Radnoti, a twin, rescued at birth, lived in halves,
thinking of the mother and brother who didn’t survive,
and how from the wondrous womb,
he hurled into a world where fathers, too, leave,
a year before a boy becomes a man.
Left with whole lives gone,
Radnoti suffered the copper mines,
labor camps and death marches,
nothing spared, but his words—
Poems written to his wife,
on bits of paper, backs of postcards,
cured from the ground to seed against time
and the hands of men raking lands irreverent—
All unearthed, as Radnoti wrote,
“Patience flowers into death now.”
Delphiniums grow from the dirt,
the discarded mass, the rancid heap
where Radnoti’s body rotted,
bone on pebble, ink on gravel,
all that is rescued from soil to flower.
Laurie Kuntz is an award-winning poet and film producer.

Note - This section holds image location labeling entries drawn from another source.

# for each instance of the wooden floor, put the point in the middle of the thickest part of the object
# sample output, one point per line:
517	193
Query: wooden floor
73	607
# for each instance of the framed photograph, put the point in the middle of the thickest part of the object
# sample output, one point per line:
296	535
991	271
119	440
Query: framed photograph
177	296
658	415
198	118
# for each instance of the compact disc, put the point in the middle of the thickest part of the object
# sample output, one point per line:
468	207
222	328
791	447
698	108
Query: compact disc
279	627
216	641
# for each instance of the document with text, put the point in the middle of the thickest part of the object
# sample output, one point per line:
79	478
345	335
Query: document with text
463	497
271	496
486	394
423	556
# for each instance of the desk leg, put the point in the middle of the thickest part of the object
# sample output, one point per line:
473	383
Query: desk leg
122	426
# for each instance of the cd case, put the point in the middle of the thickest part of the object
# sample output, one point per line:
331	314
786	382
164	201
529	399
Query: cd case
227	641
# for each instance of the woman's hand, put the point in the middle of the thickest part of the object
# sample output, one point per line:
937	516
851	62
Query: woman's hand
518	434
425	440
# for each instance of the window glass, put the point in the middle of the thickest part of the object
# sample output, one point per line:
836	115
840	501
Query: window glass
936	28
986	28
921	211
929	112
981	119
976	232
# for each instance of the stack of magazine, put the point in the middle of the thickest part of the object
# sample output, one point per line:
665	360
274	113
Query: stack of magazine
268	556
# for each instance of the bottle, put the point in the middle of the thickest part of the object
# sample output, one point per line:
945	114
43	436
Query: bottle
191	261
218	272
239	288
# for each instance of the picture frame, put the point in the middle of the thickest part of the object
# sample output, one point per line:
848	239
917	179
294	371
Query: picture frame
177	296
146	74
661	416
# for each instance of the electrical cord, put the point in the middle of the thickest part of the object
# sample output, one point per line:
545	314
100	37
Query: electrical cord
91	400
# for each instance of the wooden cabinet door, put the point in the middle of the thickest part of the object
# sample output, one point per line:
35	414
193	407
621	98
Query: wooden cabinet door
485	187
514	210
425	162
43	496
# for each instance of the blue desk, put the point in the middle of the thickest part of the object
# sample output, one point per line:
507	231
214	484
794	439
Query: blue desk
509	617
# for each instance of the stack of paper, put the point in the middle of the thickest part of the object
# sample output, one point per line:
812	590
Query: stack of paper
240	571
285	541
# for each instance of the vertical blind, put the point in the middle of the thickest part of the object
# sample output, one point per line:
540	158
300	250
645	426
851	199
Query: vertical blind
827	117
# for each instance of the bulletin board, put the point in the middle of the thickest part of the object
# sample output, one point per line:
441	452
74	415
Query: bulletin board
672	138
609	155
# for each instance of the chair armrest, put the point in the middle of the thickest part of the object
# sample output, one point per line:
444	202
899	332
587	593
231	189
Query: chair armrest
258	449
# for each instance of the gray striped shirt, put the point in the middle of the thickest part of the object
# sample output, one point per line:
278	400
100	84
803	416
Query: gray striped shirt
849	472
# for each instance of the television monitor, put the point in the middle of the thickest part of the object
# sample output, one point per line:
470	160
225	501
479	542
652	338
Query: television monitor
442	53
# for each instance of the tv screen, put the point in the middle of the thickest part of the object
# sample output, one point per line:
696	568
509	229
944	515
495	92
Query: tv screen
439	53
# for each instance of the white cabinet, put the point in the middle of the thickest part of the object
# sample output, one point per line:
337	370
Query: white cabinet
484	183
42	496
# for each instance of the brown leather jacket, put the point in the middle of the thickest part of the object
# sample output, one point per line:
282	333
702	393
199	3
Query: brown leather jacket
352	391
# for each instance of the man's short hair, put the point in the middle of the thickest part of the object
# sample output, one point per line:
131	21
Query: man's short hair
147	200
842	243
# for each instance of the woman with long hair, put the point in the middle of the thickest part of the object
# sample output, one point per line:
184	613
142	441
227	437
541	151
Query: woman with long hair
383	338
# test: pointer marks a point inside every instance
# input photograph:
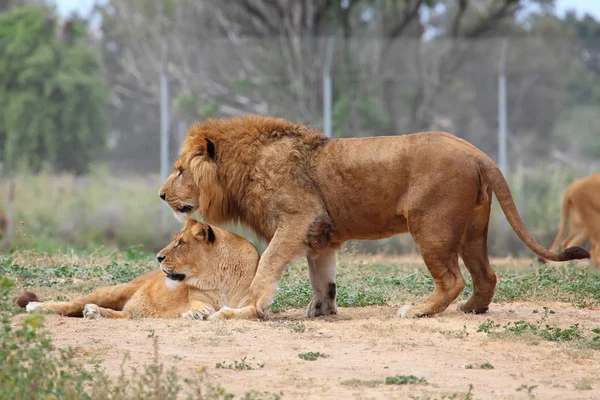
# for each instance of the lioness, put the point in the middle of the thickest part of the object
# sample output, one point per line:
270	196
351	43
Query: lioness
581	202
207	271
307	194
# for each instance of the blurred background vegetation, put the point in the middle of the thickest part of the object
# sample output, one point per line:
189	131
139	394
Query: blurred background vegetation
79	98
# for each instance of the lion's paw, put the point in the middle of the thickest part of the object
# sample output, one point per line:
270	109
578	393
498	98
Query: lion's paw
35	306
91	311
201	314
402	311
319	307
411	311
462	307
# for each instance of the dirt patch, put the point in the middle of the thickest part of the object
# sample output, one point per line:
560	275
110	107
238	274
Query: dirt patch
362	346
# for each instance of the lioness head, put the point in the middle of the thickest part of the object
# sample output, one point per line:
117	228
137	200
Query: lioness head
193	184
191	250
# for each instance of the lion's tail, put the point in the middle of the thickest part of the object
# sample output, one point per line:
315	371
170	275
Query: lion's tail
564	218
500	187
26	298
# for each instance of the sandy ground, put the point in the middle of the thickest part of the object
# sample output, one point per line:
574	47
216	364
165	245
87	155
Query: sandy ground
365	343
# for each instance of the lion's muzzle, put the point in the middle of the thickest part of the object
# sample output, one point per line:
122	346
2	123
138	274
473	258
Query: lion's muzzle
175	277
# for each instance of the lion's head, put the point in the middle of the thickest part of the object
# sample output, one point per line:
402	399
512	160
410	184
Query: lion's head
202	256
190	251
193	184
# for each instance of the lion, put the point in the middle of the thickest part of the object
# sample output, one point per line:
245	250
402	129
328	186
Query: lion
581	202
307	194
208	276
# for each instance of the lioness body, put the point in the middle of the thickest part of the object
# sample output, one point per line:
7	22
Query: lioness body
306	194
581	202
216	271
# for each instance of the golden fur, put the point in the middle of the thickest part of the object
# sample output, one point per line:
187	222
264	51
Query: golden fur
306	194
216	268
581	202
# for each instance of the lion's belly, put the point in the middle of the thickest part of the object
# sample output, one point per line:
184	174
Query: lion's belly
155	300
372	186
363	186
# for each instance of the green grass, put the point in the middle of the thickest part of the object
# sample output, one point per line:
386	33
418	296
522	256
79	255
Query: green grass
31	367
485	365
361	383
241	365
576	333
312	356
359	284
405	380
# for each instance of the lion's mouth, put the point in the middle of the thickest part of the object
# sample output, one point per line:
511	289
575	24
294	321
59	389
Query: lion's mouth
185	209
175	277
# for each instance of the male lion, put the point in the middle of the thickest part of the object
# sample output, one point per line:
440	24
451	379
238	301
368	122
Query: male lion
207	271
307	194
581	202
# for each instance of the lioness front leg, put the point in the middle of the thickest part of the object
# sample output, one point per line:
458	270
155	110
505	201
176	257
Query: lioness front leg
321	268
248	312
200	306
287	245
92	311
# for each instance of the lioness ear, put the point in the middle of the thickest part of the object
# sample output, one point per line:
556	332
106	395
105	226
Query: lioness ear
203	232
210	234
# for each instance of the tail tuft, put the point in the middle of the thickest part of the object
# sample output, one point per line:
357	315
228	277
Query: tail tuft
574	253
26	298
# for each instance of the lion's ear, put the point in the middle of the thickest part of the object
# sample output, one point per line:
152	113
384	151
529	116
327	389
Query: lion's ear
203	232
206	147
210	149
190	222
210	234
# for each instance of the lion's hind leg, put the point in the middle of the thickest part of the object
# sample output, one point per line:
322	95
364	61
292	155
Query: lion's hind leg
248	312
321	270
473	250
438	235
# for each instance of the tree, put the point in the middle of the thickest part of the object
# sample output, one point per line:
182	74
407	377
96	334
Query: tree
52	95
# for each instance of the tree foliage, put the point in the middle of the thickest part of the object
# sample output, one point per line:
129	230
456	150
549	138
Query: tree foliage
52	95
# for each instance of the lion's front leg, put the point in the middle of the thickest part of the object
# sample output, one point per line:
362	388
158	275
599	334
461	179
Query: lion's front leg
286	246
200	306
322	279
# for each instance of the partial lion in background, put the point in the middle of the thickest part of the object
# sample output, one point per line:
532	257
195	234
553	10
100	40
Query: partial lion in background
581	202
306	194
208	270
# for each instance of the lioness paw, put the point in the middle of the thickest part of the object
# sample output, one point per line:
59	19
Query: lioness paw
202	313
35	306
91	311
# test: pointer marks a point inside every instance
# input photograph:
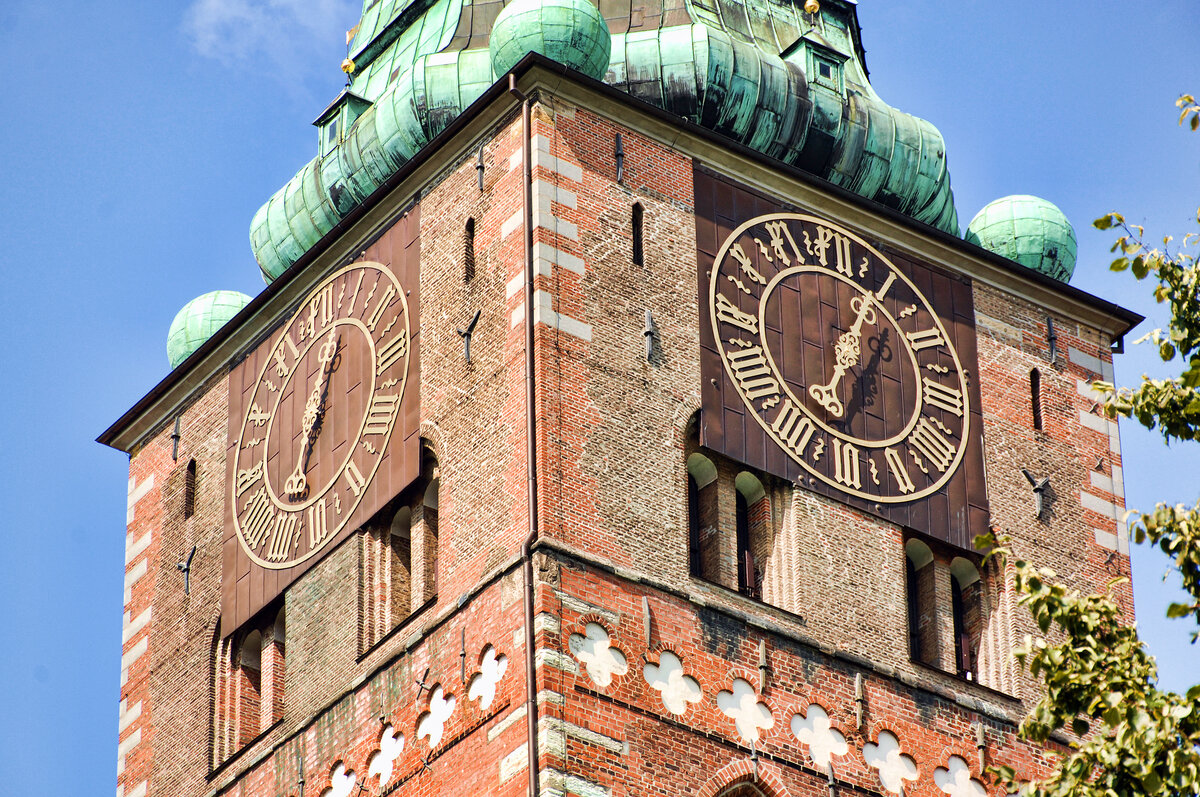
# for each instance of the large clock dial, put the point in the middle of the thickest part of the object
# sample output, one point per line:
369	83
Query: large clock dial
321	415
840	357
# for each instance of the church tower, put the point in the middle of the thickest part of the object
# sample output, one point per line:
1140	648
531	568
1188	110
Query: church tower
617	419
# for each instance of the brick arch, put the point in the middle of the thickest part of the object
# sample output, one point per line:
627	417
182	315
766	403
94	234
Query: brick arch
685	414
765	777
431	437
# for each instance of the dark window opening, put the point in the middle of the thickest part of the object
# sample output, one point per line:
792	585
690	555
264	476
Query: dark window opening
190	490
695	561
747	576
639	258
468	251
1036	397
961	640
915	649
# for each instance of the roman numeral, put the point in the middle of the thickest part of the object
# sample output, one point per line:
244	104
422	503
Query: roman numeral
943	397
281	365
931	438
393	351
739	255
354	295
845	465
751	373
898	469
924	339
384	300
793	427
729	313
321	307
249	477
259	519
286	531
778	232
318	525
381	415
256	415
354	479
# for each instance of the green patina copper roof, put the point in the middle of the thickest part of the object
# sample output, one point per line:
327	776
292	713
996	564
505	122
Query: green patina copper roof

She taught creative writing and poetry in Japan, Thailand and the Philippines. Many of her poetic themes are a result of her work teaching in Southeast Asian refugee camps for over a decade after the Vietnam War years. She has published one poetry collection (Somewhere in the Telling, Mellen Press) and two chapbooks (Simple Gestures, Texas Review Press and Women at the Onsen, Blue Light Press), as well as an ESL reader (The New Arrival, Books 1 & 2, Prentice Hall Publishers). Her new poetry collection: The Moon Over My Mother’s House is forthcoming from Finishing Line Press in 2021. Her poetry has been nominated for a Pushcart Prize, and her chapbook, Simple Gestures, won the Texas Review Poetry Chapbook Contest. She has produced documentaries on the repeal of the Don’t Ask, Don’t Tell Law, and currently is a researcher for the documentary, Strangers to Peace, about the peace process and reintegration of guerrilla soldiers in Colombia. Her website is: https://lauriekuntz.myportfolio.com/home-1
“Rescue” is what poetry can do even in the aftermath of war and death—a poem can rescue us, to once again, flower.